The expectations from a Ranbir Kapoor film, that too from the house of Yashraj come crashing down, as we stomach a story that is both predictable and pointless. A period film that doesn’t want to burden itself with either research or to evoke any authentic sense of place or time.


So, while the film opens in 1871, the music and motions all belong to the contemporary kitschy Bollywood. Revenge and revolt prove to be the leitmotif of the story. Central to the action is Shamshera, who is the leader of the Khameeran tribe and fights to give his people a better life. Deceit and treachery at the hands of the British push them to unspeakable horror and torture.

The slimy and conniving Daroga Shudh Singh, remarkably played by Sanjay Dutt in the film, keeps the imprisoned innocent tribals as slaves. When Shamshera’s efforts fall short we have his son Balli step in. Both are played by Ranbir Kapoor and he never misses a beat. This is why watching Shamshera tires us out and also makes us sad.

Ranbir has astonishing hold mining the weariness and fury with the grace of a consummate actor, while everything around him disintegrates. The blaring background score subsumes everything and this in addition to the fact that the plot isn’t even a sliver here.

We wait for the narrative to follow the expected trajectory, for the son to fulfill his father’s wish.

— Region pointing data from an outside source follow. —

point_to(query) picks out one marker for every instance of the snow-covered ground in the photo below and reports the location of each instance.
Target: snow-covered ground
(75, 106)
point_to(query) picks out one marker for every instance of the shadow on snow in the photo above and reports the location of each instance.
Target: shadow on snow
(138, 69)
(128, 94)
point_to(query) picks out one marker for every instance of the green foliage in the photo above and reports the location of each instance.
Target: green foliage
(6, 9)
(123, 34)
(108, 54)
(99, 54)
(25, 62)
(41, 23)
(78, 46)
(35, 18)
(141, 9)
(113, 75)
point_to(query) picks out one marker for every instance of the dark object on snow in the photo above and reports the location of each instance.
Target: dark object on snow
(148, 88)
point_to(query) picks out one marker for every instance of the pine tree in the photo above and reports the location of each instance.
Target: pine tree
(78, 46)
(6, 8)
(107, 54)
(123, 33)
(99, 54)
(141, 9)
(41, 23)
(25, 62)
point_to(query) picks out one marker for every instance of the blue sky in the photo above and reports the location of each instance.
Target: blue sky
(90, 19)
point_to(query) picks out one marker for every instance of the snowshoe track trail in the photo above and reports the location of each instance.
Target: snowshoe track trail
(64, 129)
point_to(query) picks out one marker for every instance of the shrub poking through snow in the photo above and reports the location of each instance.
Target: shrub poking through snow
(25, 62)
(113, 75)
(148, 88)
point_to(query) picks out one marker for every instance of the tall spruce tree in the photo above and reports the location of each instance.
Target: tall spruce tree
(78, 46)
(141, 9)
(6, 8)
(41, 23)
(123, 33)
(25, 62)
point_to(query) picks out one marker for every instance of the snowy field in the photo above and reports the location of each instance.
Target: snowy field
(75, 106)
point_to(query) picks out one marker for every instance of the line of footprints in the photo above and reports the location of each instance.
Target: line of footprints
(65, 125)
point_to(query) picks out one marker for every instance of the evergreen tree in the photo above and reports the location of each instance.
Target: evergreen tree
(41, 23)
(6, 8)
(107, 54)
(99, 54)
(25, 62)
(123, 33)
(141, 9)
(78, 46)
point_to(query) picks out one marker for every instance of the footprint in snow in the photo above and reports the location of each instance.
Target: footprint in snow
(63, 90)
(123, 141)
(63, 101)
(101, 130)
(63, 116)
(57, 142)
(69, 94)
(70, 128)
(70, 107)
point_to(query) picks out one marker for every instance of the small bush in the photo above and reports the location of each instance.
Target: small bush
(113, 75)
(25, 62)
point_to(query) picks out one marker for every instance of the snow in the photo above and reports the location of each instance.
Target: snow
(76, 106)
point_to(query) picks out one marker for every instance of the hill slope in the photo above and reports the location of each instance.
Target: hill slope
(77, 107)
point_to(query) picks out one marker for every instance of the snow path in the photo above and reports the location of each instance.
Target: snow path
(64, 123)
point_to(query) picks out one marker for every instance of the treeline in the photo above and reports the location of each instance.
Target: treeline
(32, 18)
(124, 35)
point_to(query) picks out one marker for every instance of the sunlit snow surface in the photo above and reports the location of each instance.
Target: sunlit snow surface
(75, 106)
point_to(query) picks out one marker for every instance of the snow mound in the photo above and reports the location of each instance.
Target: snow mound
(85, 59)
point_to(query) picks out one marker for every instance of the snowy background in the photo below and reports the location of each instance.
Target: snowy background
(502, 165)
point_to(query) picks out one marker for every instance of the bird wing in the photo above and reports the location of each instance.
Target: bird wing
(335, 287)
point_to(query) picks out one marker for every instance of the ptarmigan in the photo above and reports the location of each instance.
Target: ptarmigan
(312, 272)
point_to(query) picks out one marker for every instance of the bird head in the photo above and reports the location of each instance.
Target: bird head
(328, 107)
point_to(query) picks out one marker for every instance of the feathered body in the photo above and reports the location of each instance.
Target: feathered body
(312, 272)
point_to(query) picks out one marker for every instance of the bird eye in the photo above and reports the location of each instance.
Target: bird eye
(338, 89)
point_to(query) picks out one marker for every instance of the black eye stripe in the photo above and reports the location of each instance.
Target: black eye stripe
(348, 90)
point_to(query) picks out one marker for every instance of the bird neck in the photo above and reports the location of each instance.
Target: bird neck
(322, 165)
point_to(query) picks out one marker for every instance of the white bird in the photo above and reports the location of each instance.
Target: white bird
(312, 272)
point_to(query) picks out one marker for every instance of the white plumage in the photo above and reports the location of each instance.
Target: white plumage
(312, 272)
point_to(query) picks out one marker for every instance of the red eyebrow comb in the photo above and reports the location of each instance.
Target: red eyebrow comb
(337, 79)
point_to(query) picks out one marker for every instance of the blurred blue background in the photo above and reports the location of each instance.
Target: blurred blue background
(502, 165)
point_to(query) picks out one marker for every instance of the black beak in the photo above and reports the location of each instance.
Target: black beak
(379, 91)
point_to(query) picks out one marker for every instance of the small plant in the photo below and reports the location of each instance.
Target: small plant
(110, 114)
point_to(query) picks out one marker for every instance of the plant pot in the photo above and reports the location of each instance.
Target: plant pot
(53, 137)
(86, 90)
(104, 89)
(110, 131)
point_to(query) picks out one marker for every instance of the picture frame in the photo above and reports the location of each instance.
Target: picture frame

But the lack of attention to detail and disregard for historical accuracy makes it a messy, supremely boring film.

Sanjay Dutt sleep walks through yet another “larger than life” antagonists role. Vaani Kapoor tries very hard but fails to bring the kind of gravitas required. Iravati Harshe, Saurabh Shukla and Ronit Roy all get token attention and for most parts, but the proceedings blur everyone in the background. Except for the CGi-generated black birds hovering over the remains of a film, that could have lent itself to something more intriguing and beguiling had the writing not been this pedestrian.

Shamshera released in theatres on 22 July.